Text Module, Text Extension Modules, Form Modules (extended not replaced),
Intrinsic Events Module, Object Module, Iframe Module, Metainformation
Module, Scripting Module, Stylesheet Module, Link Module, Base Module, Name
Indefication Module. Also Table Module is very similar (I actually don't
understand why there is a processing model: doesn't CSS21 includes the same
things?)


>
> Do you have any example of a module in XHTML1.x that is unaltered in
> XHTML2?

Actually unaltered no. Mostly equivalent: Core Attributes, Core Modules
(many features just moved, with same new features), Table Module (only
summary added).

2009/1/26 Ian Hickson <ian@hixie.ch>

> On Sun, 25 Jan 2009, Giovanni Campagna wrote:
> >
> > I'm not asking to get SGML back.
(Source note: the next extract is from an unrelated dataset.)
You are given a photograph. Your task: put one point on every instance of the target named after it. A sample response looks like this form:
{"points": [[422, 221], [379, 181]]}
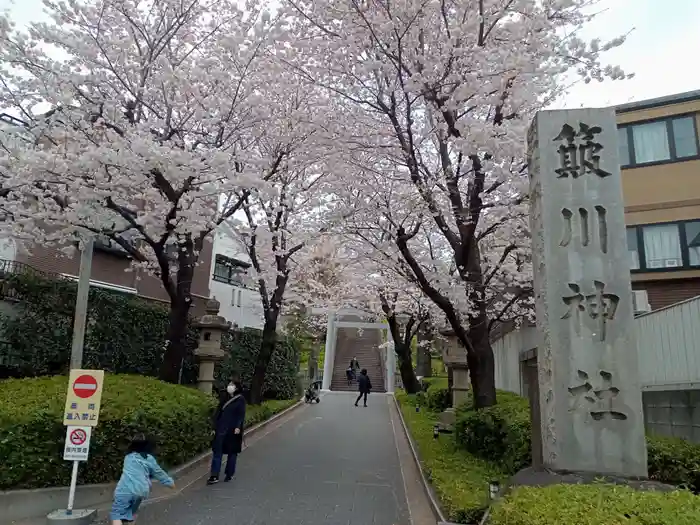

I'm asking to separate syntax from
> > vocabulary, and possibly apply this new syntax to any W3C or externally
> > defined language based on XML, providing an appropriate way to switch
> > between languages (the old DTD)
>
> HTML5 already separates the syntax of text/html from the HTML5 vocabulary
> as much as is possible given our constraints, for practical reasons
> regarding the way HTML is processed (there are tools that parse it without
> being concerned about its vocabulary, so separating the two in the spec
> makes sense from a pragmatic point of view).


No, because, as I already answered to Benjamin, you need to know about HTML5
vocabulary in order to implement the HTML5 algorithm. Otherwise you need a
self-describing serialization, ie XML or SGML.

>
> However, I don't think it makes sense to apply the HTML syntax to other
> languages, any more than one should reuse the CSS, JavaScript, or ISO8601
> syntax for other languages. Do you think we should separate those out for
> reuse as well?
>
I was actually thinking of SVG, SMIL, XForms: what the CDF WG is working on.
For MathML, for example, you needed to modify the algorithm.  Will you do
that with any language and, most important, any new version of those
languages? Or you want that serialization to apply only to HTML5 and MathML?
Are those languages nicer than the others?